NURSING PRACTICE is defined as the diagnosis and treatment of human responses to actual or potential health problems. There are three roles used by nurses to practice nursing. They include: provider of care, manager of care, and member of the discipline of nursing.

The roles of the baccalaureate level nurse include the following:

Provider of care: The graduate systematically assesses and interprets data about the health and illness of individuals, families and communities; designs systems of care to promote and maintain the health of individuals, families and communities; uses effective communication skills for the purpose of impacting systems; evaluates the nursing care delivery system and promotes goal-directed change to meet client needs; and integrates basic knowledge of nursing theory, nursing research, and clinical practice to maximize the contribution of nursing to improve health.

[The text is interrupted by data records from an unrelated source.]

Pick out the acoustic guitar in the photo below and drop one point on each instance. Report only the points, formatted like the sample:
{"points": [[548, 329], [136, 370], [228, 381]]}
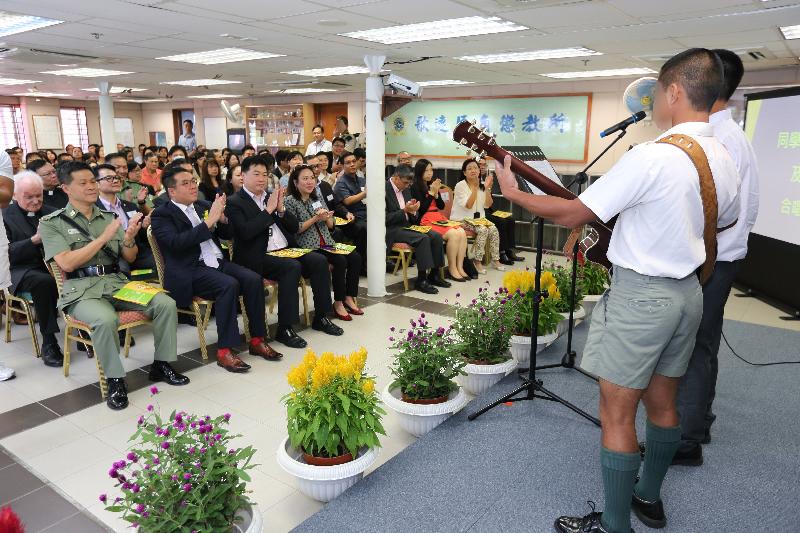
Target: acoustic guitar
{"points": [[594, 246]]}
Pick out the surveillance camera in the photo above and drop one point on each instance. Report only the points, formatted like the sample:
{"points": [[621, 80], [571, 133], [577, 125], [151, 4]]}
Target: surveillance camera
{"points": [[403, 85]]}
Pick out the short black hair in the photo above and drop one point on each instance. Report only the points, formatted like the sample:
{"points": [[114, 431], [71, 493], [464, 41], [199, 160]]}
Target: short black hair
{"points": [[252, 161], [734, 70], [36, 164], [699, 71], [168, 176], [109, 157], [66, 169]]}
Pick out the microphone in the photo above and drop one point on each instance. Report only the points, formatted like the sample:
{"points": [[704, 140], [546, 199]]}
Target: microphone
{"points": [[636, 117]]}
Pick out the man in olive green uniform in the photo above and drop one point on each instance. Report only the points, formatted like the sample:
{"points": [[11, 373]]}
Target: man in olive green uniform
{"points": [[86, 243]]}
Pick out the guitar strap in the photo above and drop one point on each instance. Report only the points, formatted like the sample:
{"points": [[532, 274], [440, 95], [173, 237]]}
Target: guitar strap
{"points": [[708, 194]]}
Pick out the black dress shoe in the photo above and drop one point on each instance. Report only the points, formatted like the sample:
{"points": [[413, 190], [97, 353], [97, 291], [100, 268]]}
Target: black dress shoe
{"points": [[439, 282], [427, 288], [287, 336], [162, 371], [650, 513], [117, 397], [585, 524], [326, 326], [690, 457], [51, 355]]}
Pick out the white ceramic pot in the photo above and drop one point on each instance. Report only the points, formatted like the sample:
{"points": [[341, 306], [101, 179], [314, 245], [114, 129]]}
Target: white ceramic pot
{"points": [[563, 326], [521, 346], [480, 378], [323, 483], [419, 419], [251, 520]]}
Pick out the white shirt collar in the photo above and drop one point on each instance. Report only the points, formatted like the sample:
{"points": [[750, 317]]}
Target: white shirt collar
{"points": [[720, 116], [702, 129]]}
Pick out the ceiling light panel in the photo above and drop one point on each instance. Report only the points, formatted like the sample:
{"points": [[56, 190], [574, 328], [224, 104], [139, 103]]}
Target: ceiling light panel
{"points": [[86, 72], [635, 71], [223, 55], [13, 23], [533, 55], [199, 83], [437, 29]]}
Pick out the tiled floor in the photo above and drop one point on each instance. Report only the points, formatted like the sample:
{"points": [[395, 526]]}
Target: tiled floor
{"points": [[59, 440]]}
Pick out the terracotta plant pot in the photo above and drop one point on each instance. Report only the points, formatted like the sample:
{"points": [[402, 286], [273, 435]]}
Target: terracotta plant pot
{"points": [[426, 401], [327, 461]]}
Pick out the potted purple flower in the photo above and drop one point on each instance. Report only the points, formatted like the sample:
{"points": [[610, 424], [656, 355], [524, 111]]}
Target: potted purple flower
{"points": [[181, 474]]}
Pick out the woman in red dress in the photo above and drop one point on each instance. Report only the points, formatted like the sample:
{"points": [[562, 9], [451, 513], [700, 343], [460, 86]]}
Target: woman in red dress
{"points": [[428, 192]]}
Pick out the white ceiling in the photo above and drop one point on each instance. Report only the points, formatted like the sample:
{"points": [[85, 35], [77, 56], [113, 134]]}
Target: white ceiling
{"points": [[628, 32]]}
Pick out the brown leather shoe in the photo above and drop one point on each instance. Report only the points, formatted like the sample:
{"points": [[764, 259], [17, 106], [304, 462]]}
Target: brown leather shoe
{"points": [[232, 363], [266, 351]]}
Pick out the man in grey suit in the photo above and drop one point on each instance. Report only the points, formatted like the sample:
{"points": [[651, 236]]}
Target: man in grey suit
{"points": [[402, 211]]}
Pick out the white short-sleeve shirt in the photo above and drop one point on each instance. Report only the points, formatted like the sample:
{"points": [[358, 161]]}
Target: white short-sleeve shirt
{"points": [[655, 190], [732, 243]]}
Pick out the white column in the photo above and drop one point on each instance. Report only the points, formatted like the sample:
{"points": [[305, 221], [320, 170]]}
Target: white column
{"points": [[376, 183], [107, 133]]}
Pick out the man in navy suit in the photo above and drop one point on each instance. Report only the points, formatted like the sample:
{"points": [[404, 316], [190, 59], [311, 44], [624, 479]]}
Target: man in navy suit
{"points": [[187, 232]]}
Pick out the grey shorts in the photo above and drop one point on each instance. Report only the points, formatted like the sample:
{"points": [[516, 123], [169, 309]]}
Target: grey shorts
{"points": [[641, 326]]}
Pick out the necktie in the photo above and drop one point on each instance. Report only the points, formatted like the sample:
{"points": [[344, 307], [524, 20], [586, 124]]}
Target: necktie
{"points": [[207, 253]]}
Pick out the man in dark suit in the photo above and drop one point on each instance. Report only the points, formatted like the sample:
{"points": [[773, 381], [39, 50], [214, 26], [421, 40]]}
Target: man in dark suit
{"points": [[401, 212], [260, 224], [53, 195], [187, 233], [25, 254]]}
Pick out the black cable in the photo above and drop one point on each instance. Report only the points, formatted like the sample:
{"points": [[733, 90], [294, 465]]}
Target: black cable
{"points": [[756, 364]]}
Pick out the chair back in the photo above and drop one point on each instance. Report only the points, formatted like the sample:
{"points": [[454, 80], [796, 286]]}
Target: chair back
{"points": [[158, 258]]}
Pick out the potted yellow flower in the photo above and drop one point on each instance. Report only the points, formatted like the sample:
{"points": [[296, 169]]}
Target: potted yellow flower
{"points": [[334, 419], [519, 286]]}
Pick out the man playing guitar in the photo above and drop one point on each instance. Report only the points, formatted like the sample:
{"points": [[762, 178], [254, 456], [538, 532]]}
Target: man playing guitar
{"points": [[643, 329]]}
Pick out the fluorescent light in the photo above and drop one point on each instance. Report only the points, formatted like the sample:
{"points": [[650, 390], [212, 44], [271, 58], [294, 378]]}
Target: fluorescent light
{"points": [[434, 83], [437, 29], [636, 71], [12, 23], [199, 83], [116, 90], [791, 32], [12, 81], [332, 71], [559, 53], [303, 90], [86, 72], [215, 96], [223, 55], [42, 95]]}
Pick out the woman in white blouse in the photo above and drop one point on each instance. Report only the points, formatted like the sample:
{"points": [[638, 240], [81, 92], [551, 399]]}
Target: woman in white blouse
{"points": [[470, 199]]}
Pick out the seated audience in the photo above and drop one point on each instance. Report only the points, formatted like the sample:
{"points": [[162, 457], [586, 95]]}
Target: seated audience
{"points": [[403, 211], [25, 251], [471, 197], [427, 191], [188, 232], [316, 223], [260, 225], [92, 277], [54, 196]]}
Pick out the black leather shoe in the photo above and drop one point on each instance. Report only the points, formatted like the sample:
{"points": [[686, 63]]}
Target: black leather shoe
{"points": [[650, 513], [439, 282], [326, 326], [162, 371], [51, 355], [427, 288], [117, 394], [287, 336], [691, 457], [586, 524]]}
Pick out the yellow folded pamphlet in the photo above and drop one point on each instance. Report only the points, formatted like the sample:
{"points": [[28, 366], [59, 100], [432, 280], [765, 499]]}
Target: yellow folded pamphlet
{"points": [[137, 292]]}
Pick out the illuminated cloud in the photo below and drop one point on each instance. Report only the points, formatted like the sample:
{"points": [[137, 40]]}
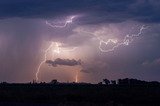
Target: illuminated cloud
{"points": [[66, 62]]}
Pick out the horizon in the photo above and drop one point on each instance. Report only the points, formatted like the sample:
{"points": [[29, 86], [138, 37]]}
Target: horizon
{"points": [[79, 41]]}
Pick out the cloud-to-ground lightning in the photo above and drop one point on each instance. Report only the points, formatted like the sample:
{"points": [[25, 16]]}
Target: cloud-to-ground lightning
{"points": [[126, 41], [45, 58], [61, 24], [57, 49]]}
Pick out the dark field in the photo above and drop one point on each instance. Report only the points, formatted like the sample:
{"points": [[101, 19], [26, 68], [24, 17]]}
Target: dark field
{"points": [[79, 95]]}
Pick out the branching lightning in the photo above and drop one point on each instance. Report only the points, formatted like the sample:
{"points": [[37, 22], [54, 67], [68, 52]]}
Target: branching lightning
{"points": [[57, 49], [126, 41], [45, 58], [64, 24], [76, 78]]}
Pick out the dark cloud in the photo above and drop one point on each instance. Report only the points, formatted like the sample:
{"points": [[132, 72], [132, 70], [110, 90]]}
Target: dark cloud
{"points": [[66, 62], [94, 11]]}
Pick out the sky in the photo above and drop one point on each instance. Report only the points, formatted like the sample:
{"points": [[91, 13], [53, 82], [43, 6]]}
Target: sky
{"points": [[83, 40]]}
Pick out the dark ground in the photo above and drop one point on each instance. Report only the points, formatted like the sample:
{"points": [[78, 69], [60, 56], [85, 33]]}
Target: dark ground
{"points": [[79, 95]]}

Manager of care: The graduate uses scientific principles to prioritize, plan, and organize the delivery of comprehensive nursing care; uses time and resources effectively and efficiently; delegates aspects of care to other nursing personnel, consistent with their level of education and expertise; assures adherence to ethical and legal standards; initiates and monitors referrals to appropriate departments and agencies to provide services and promote continuity of care; and assumes a leadership role in health care management to improve client care.

Member of the discipline of nursing: The graduate acts as a health care advocate; promotes collegiality and collectivity among nurses; participates in efforts to address social trends and issues that have implications for healthcare; uses interdisciplinary resources to protect and address ethical and legal concerns; applies theory and incorporates research findings into practice by consulting with nurse researchers regarding identified nursing problems; utilizes knowledge of health care policies and finance; uses resources for continuous learning and self-improvement; promotes self-evaluation and peer review processes; provides leadership in organized professional activities; and promotes consumer awareness of nursing contributions to health promotion and health care delivery.